Every table that appears in a FROM clause must have a name, so a sub-query in the FROM clause must be followed by a table alias. The SELECT in the FROM clause can be a table sub-query, even if not all columns are used by the outer query.

Sub-queries in FROM clause cannot be correlated with the outer statement.

Converting sub-queries to inner joins:

Sub-queries that find matches between tables can be converted to inner joins. The result of the join might not be the same as that of the sub-query (due to pairing). You may need to use DISTINCT:

SELECT DISTINCT Name FROM Country, CountryLanguage WHERE Code = CountryCode

The output from the join lists each matched country once for each time its country code occurs in the CountryLanguage table.

Sub-queries that find non-matches can be rewritten as outer joins. For example, a NOT IN sub-query that finds countries which has no entries in CountryLanguage table:

SELECT Name FROM Country WHERE Code NOT IN 
 (SELECT CountryCode FROM CountryLanguage);

can be rewritten as:

SELECT Name FROM Country LEFT JOIN CountryLanguage ON Code = CountryCode WHERE CountryCode IS NULL;

Any LEFT JOIN can be rewritten as a RIGHT JOIN.

The use of sub-queries is not limited to SELECT statements.

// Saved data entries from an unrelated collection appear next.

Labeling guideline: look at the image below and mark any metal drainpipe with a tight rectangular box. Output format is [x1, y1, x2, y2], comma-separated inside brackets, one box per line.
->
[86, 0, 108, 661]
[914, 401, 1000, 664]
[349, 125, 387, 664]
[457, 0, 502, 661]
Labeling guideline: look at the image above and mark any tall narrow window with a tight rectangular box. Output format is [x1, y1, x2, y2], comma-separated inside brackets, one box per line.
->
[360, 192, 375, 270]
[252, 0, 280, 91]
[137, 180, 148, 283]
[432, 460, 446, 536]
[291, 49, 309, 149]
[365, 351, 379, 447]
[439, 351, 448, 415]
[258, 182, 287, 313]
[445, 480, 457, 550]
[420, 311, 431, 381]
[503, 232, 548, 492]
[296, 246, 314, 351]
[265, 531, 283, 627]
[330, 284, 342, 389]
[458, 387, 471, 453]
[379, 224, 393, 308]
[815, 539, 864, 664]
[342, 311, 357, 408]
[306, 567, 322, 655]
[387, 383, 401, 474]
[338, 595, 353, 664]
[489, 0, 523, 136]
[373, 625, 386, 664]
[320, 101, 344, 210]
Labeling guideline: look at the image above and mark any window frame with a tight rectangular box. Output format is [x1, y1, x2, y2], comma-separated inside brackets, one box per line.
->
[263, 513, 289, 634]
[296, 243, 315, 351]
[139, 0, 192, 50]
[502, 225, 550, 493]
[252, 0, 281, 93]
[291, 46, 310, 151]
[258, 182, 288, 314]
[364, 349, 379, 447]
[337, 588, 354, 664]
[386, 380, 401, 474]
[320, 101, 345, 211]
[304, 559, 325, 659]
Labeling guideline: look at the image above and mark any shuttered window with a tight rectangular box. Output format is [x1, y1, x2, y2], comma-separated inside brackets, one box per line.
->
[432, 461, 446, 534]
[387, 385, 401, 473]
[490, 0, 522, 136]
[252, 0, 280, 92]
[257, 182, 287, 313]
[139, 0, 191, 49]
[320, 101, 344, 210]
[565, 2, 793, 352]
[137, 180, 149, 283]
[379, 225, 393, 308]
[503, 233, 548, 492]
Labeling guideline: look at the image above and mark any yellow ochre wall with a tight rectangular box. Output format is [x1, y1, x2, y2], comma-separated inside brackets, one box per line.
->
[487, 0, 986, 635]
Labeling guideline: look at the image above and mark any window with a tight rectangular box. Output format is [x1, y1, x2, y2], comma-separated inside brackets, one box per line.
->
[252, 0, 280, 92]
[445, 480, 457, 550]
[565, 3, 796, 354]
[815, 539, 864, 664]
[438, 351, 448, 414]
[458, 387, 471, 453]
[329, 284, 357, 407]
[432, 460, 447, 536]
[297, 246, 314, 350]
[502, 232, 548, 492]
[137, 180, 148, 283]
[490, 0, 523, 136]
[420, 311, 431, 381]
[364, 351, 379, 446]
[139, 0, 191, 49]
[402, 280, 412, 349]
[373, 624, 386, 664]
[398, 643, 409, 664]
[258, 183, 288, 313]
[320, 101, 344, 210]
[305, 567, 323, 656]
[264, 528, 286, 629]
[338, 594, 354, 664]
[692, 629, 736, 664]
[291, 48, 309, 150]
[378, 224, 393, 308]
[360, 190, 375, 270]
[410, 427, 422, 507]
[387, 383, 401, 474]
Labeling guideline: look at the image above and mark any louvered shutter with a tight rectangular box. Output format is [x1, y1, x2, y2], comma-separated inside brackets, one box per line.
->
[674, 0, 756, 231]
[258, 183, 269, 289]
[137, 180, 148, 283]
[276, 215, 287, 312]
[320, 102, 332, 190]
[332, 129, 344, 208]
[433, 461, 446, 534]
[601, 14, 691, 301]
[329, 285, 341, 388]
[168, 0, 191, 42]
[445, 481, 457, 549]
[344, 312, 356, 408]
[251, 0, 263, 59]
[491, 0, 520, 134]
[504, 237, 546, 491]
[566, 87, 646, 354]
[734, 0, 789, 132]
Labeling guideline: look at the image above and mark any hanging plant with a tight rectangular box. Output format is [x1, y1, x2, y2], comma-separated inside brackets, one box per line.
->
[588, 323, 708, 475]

Any SQL statement that includes a WHERE clause or a scalar expression may use sub-queries:

CREATE TABLE NACities
 SELECT * FROM Cities WHERE CountryCode IN 
 (SELECT Code FROM Country WHERE Continent = 'North America');
DELETE FROM NACities WHERE CountryCode IN 
 (SELECT Code FROM Country WHERE LifeExpectancy < 70.0);
update cc_member_question set answersCount=(SELECT COUNT(*) FROM cc_member_qauestion_reply WHERE cc_member_qauestion_reply.iQuestionId = cc_member_question.iQuestionId GROUP BY cc_member_qauestion_reply.iQuestionId);

Multicolumn UPDATE with Subquery the MySQL way

Although sub-queries can be used to retrieve or aggregate data from other tables for use in statements that modify tables (UPDATE, DELETE, INSERT, and REPLACE), MySQL does not allow a table that is being updated in the outer query to be selected from in any sub-query.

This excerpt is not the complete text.